Il piccolo assaggio di biblioteca femminista che la studiosa presenta, nell’ambito della serie di eventi Collane, muove da due spinte: la prima è che, in un mondo che sempre più riduce le battaglie a degli slogan e molti diritti fondamentali vengono negati, sedersi ad un tavolo, oppure in cerchio intorno a Siviero, e leggere i testi femministi è un atto non solo rivoluzionario ma anche necessario.
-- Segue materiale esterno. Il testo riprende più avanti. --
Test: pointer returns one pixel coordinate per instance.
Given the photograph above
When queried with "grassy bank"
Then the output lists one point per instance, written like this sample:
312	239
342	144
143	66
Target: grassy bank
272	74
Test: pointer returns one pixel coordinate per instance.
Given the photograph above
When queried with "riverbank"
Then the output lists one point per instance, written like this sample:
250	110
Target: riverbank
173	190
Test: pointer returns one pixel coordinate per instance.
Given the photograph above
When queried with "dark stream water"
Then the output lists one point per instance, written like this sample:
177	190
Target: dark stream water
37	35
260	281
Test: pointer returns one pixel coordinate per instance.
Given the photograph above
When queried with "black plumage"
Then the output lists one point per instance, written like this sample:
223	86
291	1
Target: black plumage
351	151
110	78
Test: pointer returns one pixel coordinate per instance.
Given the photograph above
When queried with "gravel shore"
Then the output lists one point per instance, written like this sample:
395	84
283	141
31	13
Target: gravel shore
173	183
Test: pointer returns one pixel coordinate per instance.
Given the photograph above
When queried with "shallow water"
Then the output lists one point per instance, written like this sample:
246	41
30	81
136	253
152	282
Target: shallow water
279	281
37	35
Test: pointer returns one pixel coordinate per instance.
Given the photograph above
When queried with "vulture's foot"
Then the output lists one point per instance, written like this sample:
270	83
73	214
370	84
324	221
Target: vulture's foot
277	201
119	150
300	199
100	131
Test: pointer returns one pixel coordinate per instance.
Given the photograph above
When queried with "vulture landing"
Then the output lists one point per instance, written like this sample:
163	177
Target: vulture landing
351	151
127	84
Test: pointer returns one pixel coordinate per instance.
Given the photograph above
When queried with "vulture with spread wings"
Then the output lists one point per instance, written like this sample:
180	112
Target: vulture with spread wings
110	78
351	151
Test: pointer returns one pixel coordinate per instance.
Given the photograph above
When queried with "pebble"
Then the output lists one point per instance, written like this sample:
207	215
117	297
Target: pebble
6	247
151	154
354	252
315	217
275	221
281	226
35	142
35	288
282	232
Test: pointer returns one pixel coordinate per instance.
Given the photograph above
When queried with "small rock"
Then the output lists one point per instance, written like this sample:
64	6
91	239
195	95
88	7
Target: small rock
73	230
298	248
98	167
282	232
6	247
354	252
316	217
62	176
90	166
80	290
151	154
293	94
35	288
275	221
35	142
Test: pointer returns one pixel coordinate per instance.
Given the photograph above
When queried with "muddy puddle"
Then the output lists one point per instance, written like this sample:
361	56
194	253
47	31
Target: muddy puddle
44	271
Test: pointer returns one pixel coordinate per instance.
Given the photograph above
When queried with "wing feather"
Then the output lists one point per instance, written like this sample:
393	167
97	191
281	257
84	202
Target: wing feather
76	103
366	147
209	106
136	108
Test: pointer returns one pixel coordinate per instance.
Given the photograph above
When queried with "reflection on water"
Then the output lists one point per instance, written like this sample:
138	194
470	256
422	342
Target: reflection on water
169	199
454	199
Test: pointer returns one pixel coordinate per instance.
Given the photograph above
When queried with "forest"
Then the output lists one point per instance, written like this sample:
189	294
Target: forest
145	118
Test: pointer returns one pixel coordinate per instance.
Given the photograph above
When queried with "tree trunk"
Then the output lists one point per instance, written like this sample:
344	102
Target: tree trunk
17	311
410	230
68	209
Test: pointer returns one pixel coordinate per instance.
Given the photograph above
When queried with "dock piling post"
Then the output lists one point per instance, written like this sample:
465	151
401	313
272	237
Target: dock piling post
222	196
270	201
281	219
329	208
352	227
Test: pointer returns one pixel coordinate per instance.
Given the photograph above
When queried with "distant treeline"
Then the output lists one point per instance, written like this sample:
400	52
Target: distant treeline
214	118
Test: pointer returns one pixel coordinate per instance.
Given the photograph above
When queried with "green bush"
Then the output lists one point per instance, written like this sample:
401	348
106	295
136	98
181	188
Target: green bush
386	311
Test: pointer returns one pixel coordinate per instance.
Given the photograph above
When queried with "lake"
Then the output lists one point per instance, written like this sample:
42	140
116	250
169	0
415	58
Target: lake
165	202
La seconda è che non basta farlo una volta sola, perché riprendendo il suo scritto, bisogna continuare a parlare di determinate tematiche, bisogna farle circolare continuamente, senza dare mai nulla per acquisito.

La necessità sottolineata da Siviero si concretizza, appunto, nella scelta di 5 testi per lei fondamentali, che permettono al pubblico di ascoltare dei pezzi di storia – dalla Rivoluzione Francese all’altro ieri – anche grazie ai quali oggi molte donne possono leggere, scrivere, parlare, urlare e arrabbiarsi senza sentire che non è qualcosa che a loro appartiene.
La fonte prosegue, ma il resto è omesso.